Why Do Writers Write?

The psychology behind the pursuit of a literary life is not precisely clear.

Posted Feb 14, 2018

With rejection and criticism so much a part of the literary experience (and the fact that the income of the average American writer hovers around the poverty line), one has to wonder if writers have at least a streak of masochism in their genetic makeup to choose it as their profession. “Why does anyone consent to the emotional, financial, spiritual, and even physical contortions that are necessary in order to lead the writer’s life in America today?,” asked Kelley Cherry in Writer some years back, fully aware that it couldn’t be about the money. As well, much patience is required to receive any form of external reward from writing as reviews and royalties typically come long after one has started writing a book. Rather, Cherry proposed that, despite all the reasons not to choose it as a career, writers are driven by a primal urge to tell people who they are. Readers necessarily have some sense of the identity of the writer whose work they choose to peruse, lending an existential dimension to the endeavor. Writing is thus a means of becoming more human, she posited, as good as any explanation for going down what is ordinarily a difficult path.

Over the years, theory upon theory has put been forth regarding the rationale for writers doing what they do. At its most basic level, some have argued, writing is about someone sharing something with someone else, making connection a key component of the pursuit. The possibility that a book or perhaps just a single sentence or phrase can be deeply moving or at least interesting and informative to a reader is a prime motivation for writers to keep on writing. Through their work, writers have the potential of having a bond with far more people than they can in real life, a perspective that recasts writing from its accepted view as a solitary and lonely exercise. “Writing links writer to reader, reader to writer, and reader to reader in a marvelous way,” observed Melannie Svoboda in America, shifting the concept of the profession from an expression of individual creativity to a builder of relationships. 

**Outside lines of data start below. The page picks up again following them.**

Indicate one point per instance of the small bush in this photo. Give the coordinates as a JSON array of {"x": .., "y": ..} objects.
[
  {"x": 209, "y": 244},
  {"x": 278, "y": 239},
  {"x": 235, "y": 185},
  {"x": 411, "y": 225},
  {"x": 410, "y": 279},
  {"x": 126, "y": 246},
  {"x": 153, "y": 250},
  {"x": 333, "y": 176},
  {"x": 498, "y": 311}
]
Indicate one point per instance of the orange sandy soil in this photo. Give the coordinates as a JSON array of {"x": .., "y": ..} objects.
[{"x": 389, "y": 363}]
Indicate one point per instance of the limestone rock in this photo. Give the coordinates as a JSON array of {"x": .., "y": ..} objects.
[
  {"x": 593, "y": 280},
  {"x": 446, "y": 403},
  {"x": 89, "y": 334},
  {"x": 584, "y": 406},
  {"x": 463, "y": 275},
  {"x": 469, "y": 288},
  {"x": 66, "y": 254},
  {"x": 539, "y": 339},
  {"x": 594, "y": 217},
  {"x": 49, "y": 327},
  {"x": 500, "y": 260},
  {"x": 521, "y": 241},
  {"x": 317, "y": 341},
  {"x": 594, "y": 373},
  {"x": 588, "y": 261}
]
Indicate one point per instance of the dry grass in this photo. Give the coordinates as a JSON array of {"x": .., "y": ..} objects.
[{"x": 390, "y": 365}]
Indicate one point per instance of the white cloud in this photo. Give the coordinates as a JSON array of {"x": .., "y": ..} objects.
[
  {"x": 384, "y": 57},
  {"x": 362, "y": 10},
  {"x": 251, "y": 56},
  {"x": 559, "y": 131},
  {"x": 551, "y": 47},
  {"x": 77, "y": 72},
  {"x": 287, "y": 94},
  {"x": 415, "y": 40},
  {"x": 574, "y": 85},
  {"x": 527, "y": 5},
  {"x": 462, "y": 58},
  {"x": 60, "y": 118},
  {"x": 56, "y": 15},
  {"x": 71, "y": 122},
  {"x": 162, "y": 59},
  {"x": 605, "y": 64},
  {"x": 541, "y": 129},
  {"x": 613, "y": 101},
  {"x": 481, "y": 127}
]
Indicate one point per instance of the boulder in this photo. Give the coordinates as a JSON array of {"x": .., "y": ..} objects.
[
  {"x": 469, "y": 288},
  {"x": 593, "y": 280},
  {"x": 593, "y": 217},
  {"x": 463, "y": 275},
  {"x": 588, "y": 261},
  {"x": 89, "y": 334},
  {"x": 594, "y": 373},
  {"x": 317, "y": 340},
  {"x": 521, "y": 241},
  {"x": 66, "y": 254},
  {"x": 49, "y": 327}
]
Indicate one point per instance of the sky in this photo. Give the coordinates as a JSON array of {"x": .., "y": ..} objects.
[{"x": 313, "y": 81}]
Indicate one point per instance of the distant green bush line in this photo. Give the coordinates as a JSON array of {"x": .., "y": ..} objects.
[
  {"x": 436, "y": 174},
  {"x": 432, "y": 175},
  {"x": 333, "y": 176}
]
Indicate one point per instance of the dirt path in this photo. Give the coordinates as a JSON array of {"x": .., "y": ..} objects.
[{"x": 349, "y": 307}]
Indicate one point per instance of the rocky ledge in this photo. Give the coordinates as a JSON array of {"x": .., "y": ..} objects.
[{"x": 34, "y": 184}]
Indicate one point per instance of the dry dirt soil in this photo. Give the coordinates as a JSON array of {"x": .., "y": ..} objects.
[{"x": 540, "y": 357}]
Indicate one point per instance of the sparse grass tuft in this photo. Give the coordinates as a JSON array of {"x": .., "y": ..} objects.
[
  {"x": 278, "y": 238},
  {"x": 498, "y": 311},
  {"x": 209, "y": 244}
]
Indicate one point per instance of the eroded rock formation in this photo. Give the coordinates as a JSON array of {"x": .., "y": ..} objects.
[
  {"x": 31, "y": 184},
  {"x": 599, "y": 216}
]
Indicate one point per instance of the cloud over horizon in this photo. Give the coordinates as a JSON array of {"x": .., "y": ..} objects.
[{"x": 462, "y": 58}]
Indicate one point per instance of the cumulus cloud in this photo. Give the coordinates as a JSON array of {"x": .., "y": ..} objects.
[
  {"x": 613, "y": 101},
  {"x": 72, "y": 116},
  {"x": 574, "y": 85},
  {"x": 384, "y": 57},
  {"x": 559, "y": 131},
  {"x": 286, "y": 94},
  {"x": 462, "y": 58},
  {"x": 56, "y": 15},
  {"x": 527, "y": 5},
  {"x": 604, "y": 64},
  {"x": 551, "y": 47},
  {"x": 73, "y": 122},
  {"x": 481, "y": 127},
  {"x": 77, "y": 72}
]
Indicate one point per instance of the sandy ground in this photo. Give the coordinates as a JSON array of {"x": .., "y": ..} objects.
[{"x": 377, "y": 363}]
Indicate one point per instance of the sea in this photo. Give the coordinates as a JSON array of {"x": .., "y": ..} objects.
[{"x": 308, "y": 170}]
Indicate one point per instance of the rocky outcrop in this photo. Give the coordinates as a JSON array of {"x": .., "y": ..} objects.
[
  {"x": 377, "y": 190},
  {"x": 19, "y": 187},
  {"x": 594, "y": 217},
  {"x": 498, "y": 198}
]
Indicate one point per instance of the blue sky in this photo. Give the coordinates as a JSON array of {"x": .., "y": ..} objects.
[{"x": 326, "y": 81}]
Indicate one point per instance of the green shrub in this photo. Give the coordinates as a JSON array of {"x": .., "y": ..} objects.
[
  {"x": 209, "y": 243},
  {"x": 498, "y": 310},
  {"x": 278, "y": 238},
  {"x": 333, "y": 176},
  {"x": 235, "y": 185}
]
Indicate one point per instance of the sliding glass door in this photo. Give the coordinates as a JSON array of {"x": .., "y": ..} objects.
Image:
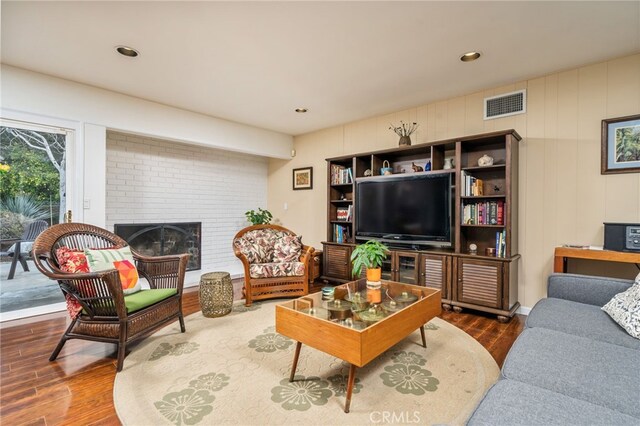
[{"x": 34, "y": 194}]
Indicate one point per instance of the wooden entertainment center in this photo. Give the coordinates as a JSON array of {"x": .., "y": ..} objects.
[{"x": 482, "y": 281}]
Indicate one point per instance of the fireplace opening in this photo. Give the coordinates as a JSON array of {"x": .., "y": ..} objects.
[{"x": 158, "y": 239}]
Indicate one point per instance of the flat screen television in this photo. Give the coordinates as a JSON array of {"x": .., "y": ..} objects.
[{"x": 410, "y": 209}]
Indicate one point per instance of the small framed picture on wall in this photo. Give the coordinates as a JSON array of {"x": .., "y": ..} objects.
[
  {"x": 303, "y": 178},
  {"x": 620, "y": 151}
]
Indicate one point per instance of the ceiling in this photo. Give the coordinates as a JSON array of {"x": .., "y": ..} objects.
[{"x": 255, "y": 62}]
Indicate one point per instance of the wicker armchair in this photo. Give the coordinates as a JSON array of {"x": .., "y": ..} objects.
[
  {"x": 264, "y": 276},
  {"x": 104, "y": 316}
]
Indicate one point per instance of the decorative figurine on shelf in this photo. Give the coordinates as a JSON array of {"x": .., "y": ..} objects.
[
  {"x": 485, "y": 161},
  {"x": 404, "y": 130},
  {"x": 448, "y": 163},
  {"x": 386, "y": 169}
]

Writers with the most profound takes on the art form have been quick to challenge the notion that writing is a difficult if not agonizing act. For them, writing is a liberating force, and something that is instrumental in allowing them to, as the Army ad slogan went, be all they can be. Jane Yolen, for example, found writing to be a joyful experience, so much so that a day without working left her feeling uncomfortable. Like actors, novelists often find themselves “inside” their characters, making the former miss the latter if they are not around them for some time.  Writing can also serve as a therapeutic release, Yolen, a prolific author of books for children and teenagers, believed. “Authors get to parade their neuroses in public disguised as story,” she explained, delighted to get paid for working out her hang-ups through her work instead of having to spend time and money on the proverbial couch. “Writers get to treat their mental illnesses every day,” Kurt Vonnegut once said, like Yolen and no doubt many others finding their profession to be an ideal means of maintaining a sense of psychological wellbeing. 

It is Erica Jong, however, who has offered what is perhaps the simplest and most compelling reason why writers write. “The truth is we write for love,” she stated in 1997, only that able to counter the labor-intensity, skimpy financial rewards, and harsh criticism that typically come with the territory. Writers love writing because it offers them the chance to say what they think, the author of Fear of Flying and a slew of other books believed, something even many rich people envied.  Since she was a child, writing had made Jong feel “centered and whole,” a gift that made it understandable why writers were happy to give their work away for such little compensation. “Do it for love and you cannot be stopped,” Jong advised other writers, as powerful a rallying call for the profession as one could imagine.